Decreased vital capacity, residual volume, functional residual capacity, total lung capacity, and tidal volume

21
Q

What are obstructive lung disorders?

A

Characterized by airway obstruction, reduced airway flow rates, particularly on forced exhalation.
Asthma, emphysema, chronic bronchitis, bronchiectasis, cystic fibrosis

22
Q

What are restrictive lung disorders?

A

Characterized by a reduction in vital capacity may be pulmonary or extrapulmonary.
Atelectasis, pneumothorax, pneumonias, adult respiratory distress syndrome and infant respiratory distress syndrome, pulmonary fibrosis, lung carcinomas, skeletal issues, neuromuscular issues, abdominal ascites

23
Q

What are the two types of emphysema

A

Panacinar- effects the alveoli throughout the lungs

Centrilobar - effects respiratory bronchioles in the upper lobes mostly

24
Q

Describe some major points about emphysema

A

They are called pink puffers because they are purse lip breathers they are very thin from muscle wasting due to working so hard to breathe. They have increased lung compliance and decreased elastic recoil. Generally short of breath with an often dry cough they have reduced breath sounds. FRC and RV are increased while FEV1 and VC are decreased. Equal deficit of V&Q.

25
Q

Describe end stage emphysema

A

Hypoxemia, edema and fluid overload from right-sided heart failure. Can progress to left-sided heart failure later. Pulmonary embolism. Multi organ system ischemia: brain, kidney, heart and lungs

26
Q

Describe the general picture of chronic bronchitis pt.

A

Blue bloater- often overweight and cyanotic. Excessive mucus mucus production, frequent respiratory infections, cough with chronic sputum, cyanosis due to hypoxemia, fluid retention leading to edema. Pulmonary hypertension leading to right ventricular failure, compliance often normal, decreased FEV1

27
Q

Describe general asthma signs and symptoms

A

Recurrent bronchial inflammation and secretions generally due to reactions to allergens. Periodic exacerbations, with wheezing and bronchospasms. Can’t have hyperinflated lungs: air trapping, difficulty exhaling, reduced FEV1

28
Q

Describe bronchiectasis

A

Dilation of the bronchial walls, destroyed integrity of the bronchial wall. Usually results of recurrent infection; scar tissue weakens the walls and they’re stretched by coughing. They retain secretions which become infected and then infect other lung regions.

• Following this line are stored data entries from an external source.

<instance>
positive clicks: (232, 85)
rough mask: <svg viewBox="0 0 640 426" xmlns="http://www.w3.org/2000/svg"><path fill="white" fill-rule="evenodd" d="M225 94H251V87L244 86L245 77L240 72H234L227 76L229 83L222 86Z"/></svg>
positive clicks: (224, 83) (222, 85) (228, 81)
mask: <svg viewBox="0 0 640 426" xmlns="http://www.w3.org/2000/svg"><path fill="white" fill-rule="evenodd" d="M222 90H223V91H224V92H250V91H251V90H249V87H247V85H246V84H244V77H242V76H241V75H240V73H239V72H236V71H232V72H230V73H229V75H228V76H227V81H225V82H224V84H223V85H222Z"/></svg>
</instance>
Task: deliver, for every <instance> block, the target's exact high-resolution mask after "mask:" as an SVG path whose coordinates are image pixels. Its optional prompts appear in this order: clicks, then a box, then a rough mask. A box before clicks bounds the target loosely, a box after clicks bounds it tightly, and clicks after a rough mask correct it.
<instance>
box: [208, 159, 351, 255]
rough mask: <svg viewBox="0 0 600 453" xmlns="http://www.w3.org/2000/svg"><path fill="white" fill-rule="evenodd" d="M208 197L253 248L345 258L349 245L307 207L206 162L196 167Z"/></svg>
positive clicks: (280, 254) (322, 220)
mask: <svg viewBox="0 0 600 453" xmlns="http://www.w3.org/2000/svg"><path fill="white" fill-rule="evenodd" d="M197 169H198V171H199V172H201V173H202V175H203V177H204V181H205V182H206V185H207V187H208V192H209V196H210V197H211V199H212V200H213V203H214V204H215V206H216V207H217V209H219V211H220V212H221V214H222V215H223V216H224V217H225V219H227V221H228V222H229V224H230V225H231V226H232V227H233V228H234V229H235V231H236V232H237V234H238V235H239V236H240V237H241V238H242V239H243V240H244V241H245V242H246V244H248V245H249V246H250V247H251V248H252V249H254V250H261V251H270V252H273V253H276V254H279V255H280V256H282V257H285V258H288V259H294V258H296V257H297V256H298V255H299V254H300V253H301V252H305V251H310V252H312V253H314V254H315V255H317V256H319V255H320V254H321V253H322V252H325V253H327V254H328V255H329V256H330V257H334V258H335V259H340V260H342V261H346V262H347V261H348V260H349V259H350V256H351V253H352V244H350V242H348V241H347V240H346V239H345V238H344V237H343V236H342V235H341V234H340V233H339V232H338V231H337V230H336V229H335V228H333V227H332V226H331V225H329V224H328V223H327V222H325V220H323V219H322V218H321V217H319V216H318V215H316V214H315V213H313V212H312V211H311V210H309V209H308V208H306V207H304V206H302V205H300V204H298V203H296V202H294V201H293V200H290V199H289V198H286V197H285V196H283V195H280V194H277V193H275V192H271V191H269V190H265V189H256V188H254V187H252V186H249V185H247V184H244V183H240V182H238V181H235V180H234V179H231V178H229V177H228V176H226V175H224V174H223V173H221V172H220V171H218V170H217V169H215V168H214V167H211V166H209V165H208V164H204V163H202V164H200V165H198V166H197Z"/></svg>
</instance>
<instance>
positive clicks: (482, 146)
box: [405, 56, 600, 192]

Generally treated with bronchial hygiene.

29
Q

Name the three types of bronchiectasis

A

Cylindrical, varicose, cystic or saccular

30
Q

Describe atelectasis

A

Partial collapse of lung parenchyma, alveoli. Two types microatelectasis and obstructive.

31
Q

Describe micro-atelectasis

A

Alveolar collapse related to surface tension changes (respiratory distress) or left ventricular failure. Occurs quickly most often due to bed rest. Maybe diffuse or localized. Most commonly caused by hypoventilation, decreased lung compliance.

32
Q

Describe obstructive atelectasis

A

Occurs when a bronchus is totally occluded can be by: carcinoma, mucous plug, inhalation of foreign object. Distal to the obstruction extra air is reabsorbed and then the airways collapse. Usually associated with a tracheal shift.

33
Q

Describe pneumonias in general, how are they classified

A

Classified according to causative agent: bacterial/viral/fungal, chemical, aspiration. Can have lobar or bronchial presentation

34
Q

Describe bronchial pneumonia

A

Usually caused by staphylococcal or streptococcal organism. Little consolidation. Inflammation of airways with secretions and increased mucus production. Fever and shortness of breath with productive purulent sputum with coughing.

35
Q

Describe lobar pneumonia

A

Usually caused by pneumococcus, inflammation of the distal airways. Consolidation inflammatory exudate fills the alveoli and the plural membranes are often involved. Cough is initially dry and later productive with golden viscous blood-flecked sputum.